Everything You Need To Know About Russia’s (Possibly Fictional) Super Heavy Rocket
According to Roscosmos's definition, a super-heavy rocket is capable of delivering at least 35 tons of cargo into Earth’s orbit. But most other companies and agencies tend to describe a “super-heavy rocket” as a vessel capable of carrying at least 50 tons or more. Past similar rockets, like the Apollo-era Saturn 5, could carry 140 tons into low-Earth orbit, which helped NASA pull off its gutsy moonshots in the late 1960s and early 1970s.
Five decades later, those super rockets are back in fashion as the only realistic means of launching ambitious human exploration projects (unless space elevators or photon engines make some huge engineering leaps).

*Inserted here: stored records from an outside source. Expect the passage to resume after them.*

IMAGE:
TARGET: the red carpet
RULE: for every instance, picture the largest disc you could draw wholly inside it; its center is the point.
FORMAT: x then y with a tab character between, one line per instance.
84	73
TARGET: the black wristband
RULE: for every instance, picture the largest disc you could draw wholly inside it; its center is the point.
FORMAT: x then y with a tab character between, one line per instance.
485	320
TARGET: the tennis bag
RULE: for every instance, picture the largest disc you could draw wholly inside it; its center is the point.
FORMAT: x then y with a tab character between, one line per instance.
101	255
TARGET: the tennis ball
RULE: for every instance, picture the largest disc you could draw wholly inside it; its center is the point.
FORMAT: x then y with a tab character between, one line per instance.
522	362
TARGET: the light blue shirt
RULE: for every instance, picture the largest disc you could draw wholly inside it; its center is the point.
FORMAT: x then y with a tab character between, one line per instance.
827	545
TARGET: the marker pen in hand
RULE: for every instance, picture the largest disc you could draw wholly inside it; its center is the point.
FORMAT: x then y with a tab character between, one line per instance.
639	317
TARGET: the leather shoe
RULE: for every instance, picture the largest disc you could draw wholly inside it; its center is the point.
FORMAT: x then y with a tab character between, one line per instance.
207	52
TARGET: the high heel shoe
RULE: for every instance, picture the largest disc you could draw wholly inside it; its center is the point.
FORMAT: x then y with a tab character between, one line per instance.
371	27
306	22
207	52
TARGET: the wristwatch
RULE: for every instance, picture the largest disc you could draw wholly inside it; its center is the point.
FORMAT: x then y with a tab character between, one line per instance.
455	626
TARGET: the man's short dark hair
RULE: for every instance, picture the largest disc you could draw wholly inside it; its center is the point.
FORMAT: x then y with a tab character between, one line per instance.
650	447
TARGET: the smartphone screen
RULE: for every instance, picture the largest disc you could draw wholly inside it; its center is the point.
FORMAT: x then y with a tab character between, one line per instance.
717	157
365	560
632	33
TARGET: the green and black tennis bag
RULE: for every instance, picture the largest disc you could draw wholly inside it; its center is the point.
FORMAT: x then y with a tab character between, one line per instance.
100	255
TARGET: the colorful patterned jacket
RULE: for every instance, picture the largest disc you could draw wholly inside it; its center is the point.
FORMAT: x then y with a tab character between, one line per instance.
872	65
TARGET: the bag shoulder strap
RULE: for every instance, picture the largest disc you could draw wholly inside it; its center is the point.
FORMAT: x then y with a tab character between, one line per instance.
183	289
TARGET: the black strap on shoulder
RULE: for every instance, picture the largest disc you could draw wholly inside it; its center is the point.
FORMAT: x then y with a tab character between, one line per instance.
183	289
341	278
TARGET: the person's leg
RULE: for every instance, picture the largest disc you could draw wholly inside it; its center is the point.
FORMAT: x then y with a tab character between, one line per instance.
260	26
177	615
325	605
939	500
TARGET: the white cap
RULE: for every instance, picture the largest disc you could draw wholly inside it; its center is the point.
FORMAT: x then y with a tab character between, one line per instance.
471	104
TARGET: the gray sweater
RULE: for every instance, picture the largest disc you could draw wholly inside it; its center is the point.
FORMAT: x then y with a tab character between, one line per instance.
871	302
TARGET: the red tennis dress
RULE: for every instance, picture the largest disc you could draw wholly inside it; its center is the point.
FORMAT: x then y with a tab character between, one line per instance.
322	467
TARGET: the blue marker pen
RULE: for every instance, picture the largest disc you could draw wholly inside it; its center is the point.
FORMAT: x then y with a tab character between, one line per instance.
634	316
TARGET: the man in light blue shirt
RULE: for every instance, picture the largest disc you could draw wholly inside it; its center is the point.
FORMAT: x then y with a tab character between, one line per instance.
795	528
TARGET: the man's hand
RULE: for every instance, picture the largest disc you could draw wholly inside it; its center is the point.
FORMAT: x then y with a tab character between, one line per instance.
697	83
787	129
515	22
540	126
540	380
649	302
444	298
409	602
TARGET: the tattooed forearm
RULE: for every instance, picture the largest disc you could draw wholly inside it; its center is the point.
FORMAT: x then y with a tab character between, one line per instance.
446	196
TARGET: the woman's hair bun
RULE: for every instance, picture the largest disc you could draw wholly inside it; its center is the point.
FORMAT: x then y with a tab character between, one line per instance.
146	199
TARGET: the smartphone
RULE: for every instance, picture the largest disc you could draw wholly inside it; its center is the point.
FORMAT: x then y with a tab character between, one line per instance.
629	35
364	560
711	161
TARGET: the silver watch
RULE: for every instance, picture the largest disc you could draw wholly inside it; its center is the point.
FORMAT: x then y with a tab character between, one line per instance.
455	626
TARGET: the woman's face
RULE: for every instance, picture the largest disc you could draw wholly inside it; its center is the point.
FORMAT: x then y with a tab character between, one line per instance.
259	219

In the U.S., NASA and private companies like SpaceX and Blue Origin, are already developing or launching progressively bigger rockets, crossing Russia's 35-ton, super-heavy threshold. China is also inching toward a vehicle, called the Long March 9, that will be able to transport closer to 100 tons.
With so many players aggressively pursuing their super-heavy rocket ambitions, Moscow’s grown increasingly concerned that its space program was lagging. After having ceded numerous space frontiers to the U.S., Europe, China, and India in the past two decades, the Kremlin needed something to show it was still a big dog in this new global space race.